W tym czasie amerykański przemysł nie
potrzebował już damskich dłoni (które ochoczo i ponieważ nie miały wyjścia skręcały bomby w czasie wojny), nie potrzebowały ich również biura – wyjąwszy
ofertę dla sekretarek, byle niezamężnych. Kobiety miały się po ślubie (to
nieuchronny element kobiecej biografii) oddalić do świetnie wyposażonych kuchni
w malowniczych podmiejskich willach i się zająć zaspokajaniem mężowskich życzeń
(„niejeden fantastyczny lider wyszedł spod skrzydeł oddanej żony”). Oraz
wychowywaniem dzieci.
Betty Friedan miała odwagę napisać, że to za
mało, że kobiety z domów na przedmieściach mają aspiracje, plany i nadzieje
sięgające dalej niż ze stołowego do zlewu.
… więc u nas te pokojówki dla pozadomowo
pracujących kobiet i matek dzieciom (przynajmniej w dziecięco-młodzieżowej
prozie Marii Krüger), a za wielką wodą „Mad Men”, wąska talia („twój mąż taką doceni”)
i tysiąc dwieście zastosowań prodiża.
A później przyszły lata 70 (… i się
urodziłam) i pewną Amerykankę, w przyszłości matkę trójki dzieci, urzekła
reklama perfum Charlie.
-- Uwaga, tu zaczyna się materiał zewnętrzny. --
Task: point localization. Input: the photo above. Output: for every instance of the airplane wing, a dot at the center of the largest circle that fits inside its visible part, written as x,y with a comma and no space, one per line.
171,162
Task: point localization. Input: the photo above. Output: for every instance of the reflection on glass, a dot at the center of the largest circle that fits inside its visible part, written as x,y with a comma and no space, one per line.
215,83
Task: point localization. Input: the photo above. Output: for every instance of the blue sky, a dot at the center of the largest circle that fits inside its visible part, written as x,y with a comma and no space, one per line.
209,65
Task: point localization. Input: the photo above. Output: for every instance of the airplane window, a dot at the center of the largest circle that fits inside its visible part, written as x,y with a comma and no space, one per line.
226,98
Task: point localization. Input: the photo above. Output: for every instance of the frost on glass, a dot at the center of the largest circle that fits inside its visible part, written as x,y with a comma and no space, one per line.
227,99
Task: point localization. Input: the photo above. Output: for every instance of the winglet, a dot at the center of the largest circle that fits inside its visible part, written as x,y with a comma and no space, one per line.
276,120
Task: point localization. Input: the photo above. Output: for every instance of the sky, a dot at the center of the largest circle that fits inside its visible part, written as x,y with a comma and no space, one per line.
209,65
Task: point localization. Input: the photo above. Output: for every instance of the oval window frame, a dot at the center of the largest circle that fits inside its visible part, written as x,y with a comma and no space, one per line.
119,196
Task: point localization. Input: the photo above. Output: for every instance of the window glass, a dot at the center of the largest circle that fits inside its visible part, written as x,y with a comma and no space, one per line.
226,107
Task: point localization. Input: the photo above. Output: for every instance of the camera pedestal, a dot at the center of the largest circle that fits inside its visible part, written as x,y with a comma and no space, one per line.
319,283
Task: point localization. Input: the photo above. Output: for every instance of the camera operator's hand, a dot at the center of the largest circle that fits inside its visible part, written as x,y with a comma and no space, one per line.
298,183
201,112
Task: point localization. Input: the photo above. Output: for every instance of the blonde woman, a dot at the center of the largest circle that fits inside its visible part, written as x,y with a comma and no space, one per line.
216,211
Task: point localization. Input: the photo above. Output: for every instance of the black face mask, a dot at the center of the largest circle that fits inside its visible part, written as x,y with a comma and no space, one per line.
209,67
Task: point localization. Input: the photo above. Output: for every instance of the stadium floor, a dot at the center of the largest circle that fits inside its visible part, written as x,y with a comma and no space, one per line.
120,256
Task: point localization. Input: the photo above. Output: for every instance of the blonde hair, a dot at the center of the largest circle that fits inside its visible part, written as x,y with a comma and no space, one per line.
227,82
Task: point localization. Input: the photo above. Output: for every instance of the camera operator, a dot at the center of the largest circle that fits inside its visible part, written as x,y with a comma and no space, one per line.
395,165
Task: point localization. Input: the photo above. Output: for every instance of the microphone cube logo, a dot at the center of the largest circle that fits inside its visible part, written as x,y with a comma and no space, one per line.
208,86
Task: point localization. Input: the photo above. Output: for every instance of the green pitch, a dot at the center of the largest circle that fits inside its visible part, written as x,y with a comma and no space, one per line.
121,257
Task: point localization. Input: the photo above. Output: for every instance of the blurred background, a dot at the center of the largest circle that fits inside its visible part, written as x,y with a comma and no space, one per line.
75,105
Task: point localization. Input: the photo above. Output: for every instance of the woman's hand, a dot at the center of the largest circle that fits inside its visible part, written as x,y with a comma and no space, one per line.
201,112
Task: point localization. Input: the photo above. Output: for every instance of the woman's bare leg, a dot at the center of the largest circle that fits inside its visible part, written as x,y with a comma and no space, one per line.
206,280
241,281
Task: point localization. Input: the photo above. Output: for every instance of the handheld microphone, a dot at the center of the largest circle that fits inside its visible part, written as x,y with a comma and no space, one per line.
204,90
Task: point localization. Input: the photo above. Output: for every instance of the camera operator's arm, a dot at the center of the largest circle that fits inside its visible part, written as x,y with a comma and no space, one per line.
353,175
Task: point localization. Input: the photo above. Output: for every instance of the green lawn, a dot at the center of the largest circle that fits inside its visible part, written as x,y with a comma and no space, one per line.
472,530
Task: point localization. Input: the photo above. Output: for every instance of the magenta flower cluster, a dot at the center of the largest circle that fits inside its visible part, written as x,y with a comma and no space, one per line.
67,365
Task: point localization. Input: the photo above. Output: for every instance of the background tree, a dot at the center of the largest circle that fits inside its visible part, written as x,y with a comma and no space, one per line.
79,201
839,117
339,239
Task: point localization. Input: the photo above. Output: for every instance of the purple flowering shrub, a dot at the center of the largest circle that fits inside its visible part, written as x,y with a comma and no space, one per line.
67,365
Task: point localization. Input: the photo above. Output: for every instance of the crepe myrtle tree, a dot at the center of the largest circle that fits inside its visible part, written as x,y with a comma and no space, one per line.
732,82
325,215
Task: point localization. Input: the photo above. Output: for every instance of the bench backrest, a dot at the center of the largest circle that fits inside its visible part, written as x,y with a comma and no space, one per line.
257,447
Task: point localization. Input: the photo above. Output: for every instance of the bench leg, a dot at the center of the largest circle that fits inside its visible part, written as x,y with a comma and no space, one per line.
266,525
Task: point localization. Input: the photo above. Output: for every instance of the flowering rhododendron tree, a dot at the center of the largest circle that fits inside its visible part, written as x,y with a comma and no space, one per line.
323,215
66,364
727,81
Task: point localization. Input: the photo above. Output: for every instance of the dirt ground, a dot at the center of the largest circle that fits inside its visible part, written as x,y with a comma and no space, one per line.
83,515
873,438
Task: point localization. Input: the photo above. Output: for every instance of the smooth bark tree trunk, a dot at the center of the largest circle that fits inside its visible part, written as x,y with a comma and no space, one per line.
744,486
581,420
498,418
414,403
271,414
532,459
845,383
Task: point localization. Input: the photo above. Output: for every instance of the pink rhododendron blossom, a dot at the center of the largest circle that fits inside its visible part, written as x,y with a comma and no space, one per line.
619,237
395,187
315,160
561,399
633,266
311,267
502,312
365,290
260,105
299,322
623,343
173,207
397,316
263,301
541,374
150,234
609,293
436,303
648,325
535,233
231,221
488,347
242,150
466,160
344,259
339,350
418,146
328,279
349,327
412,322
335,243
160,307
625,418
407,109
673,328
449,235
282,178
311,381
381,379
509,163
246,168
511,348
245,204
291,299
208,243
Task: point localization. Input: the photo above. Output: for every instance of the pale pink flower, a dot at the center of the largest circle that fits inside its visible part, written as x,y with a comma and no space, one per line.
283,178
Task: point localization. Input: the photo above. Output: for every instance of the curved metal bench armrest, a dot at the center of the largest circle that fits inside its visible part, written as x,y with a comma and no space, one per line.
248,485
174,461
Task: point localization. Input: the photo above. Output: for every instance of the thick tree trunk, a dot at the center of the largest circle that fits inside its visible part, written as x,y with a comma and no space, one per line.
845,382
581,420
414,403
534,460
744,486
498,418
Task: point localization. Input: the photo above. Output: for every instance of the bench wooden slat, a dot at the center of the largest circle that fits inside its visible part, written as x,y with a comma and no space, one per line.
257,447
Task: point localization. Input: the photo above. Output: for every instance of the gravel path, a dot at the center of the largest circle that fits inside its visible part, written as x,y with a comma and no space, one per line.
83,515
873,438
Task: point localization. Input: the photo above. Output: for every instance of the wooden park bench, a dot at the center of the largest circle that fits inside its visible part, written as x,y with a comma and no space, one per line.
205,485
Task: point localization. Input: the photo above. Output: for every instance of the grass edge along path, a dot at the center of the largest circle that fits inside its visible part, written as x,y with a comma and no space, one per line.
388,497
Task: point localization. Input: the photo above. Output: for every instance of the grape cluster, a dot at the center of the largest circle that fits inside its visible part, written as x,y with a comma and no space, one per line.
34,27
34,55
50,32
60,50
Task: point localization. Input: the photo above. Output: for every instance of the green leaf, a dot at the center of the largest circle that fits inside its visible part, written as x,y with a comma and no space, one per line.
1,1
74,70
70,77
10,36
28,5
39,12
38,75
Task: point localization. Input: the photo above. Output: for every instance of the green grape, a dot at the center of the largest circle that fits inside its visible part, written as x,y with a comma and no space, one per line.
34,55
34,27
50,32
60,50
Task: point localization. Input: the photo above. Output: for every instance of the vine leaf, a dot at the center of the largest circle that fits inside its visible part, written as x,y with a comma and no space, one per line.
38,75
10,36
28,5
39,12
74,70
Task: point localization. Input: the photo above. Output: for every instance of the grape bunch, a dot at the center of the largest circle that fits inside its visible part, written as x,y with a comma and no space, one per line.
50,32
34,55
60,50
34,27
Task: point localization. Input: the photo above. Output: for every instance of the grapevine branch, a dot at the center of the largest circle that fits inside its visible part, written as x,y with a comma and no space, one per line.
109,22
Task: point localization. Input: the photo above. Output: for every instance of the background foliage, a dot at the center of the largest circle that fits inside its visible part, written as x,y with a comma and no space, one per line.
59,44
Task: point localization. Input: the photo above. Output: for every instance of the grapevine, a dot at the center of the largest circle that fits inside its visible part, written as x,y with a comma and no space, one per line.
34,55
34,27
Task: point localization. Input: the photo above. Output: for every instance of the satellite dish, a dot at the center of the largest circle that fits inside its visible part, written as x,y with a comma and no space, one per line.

Elegancka blondynka przechadzała się w tej reklamie
ulicą. Miała błyszczące włosy, wysokie szpilki i dopasowaną garsonkę, jedną
ręką ujmowała rączkę perfekcyjnego dziecka, w drugiej dzierżyła aktówkę,
idealna kobieta-matka w drodze do pracy w oparach perfum. Reklama nie
wyjaśniała, gdzie po drodze do biura zostanie zdeponowane dziecko pachnącej
rodzicielki, ani w jaki sposób osiągnąć perfekcyjną fryzurę, perfekcyjną figurę
i niezasmarkanego brzdąca o świcie.
Wizja doskonałej kobiety z reklamy perfum skaziła
duszę Debory L. Spar i jej amerykańskich sióstr, które miały dzieci w latach 90
XX w.
Nasze matki (i babki) w latach 60 i 70 co prawda nie
zatrudniały masowo, jak w prozie Marii Krüger, pomocy domowych, ale dostały dostęp
do żłobków i przedszkoli, miały pracę, w której nikt nie słyszał o całodobowej
dyspozycyjności i nikt im nie sączył z „Trybuny Ludu”, z „Dziennika
Telewizyjnego”, ani nawet z „Kobiety i Życia”, że dla dobra i życiowego
powodzenia dzieci powinny się nimi osobiście zajmować przez całą dobę
przynajmniej do 3 roku życia.
To nie jest pochwała realnego socjalizmu.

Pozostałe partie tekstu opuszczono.